Researcher and president of the Association for canadian studies, Jack Jedwab believes in the wake that there was “nothing dramatic” in the Statistics Canada data. “We’re talking about a slight change. But often, there is more attention to the trend of the importance of the trend… In my opinion, in a situation of globalisation and in the north american context that is ours, I don’t think that we should be surprised or worried about the results. “


Stressing that the census has also shown an increase in the rate of bilingualism in Quebec, Mr. Jedwab argues that there is “a diversity that installs itself, and has a tendency to replace the predominance” of French. Normal, in these circumstances, that the workplace reflects this reality, ” he said.


Nothing new for Couillard


In Quebec, premier Couillard noted that ” the use of French at work in all classes [no matter the frequency of its use] has remained exactly the same between 2006 and 2016, which is 94 % “.


“There are people who speak French and other languages in the workplace, was highlighted by Mr. Couillard. It should not be a surprise, and it seems to me something we should expect, given the profile of the population of quebec, and especially Montreal. “


Mr. Couillard has also noted that ” more and more workers with English as mother tongue or as a third-use French. It has increased among anglophones, it has increased significantly in [the allophones]. “


The prime minister recalled that he “must continue to be vigilant,” but he added that ” portray the situation as a disaster or a crisis, it is absolutely not in conformity with reality “.

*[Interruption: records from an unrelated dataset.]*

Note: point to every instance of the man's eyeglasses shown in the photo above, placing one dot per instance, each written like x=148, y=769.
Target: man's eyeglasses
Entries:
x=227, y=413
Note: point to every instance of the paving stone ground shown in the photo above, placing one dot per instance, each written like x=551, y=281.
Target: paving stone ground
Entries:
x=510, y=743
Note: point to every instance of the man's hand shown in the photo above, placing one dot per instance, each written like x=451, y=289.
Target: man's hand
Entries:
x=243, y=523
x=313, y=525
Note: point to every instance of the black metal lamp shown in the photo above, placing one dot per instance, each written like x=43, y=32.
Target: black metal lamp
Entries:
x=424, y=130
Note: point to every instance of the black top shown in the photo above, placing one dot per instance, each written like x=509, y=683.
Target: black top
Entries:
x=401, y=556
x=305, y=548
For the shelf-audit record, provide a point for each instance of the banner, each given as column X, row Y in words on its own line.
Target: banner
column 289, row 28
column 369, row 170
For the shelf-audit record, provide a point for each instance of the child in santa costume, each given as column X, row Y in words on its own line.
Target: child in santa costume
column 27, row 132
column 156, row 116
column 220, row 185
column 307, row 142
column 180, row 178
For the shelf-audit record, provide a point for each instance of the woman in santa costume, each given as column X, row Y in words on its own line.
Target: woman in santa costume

The tip was addressed to the leader of the opposition, Jean-François Lisée, who described Mr. Couillard of ” jovialiste language “. According to Mr. Lisée, the passive attitude of the liberal government in the issue of French in the workplace distorts the spirit of bill 101. “Camille Laurin [the father of the Law] said,” everyday language and everyday work, except “. The prime minister, himself, said : the exception should be the rule. “


The director-general of the Mouvement Québec français, Eric Bouchard, is worried about him as of data released on Wednesday. “It is extremely negative when it comes out of the percentages and look at the absolute figures, he argues. There are 73 000 fewer people who speak French predominantly. I don’t know how you can see the glass half full in these conditions. “


Mr. Bouchard believes that “progress in one small area [the data on the allophone, for example] can not offset the overall decline” that the report from Statistics Canada reveals, according to him.


The data of the federal agency show that the use of third languages (other than French and English) to work in Canada remained stable, at nearly 5 %. In Canada outside Quebec, nearly 98.6% of workers use English on a regular basis — again, this is stable.

“Hello-hi “, an irritant ?

Philippe Couillard and Jean-François Lisée have launched arrows Wednesday on the use of a “hi-hi” a number of shops in Montreal. Mr. Lisée has tried to find out if Philippe Couillard is “irritated” by this practice. “What a ridiculous question !” replied the prime minister, who saw in it the expression of a ” policy of retreat “. Mr. Couillard argued instead that ” there are a lot of irritants, including francophones who do not speak our language correctly, who do not teach properly and do not ensure to ensure a consistent quality in the French language “.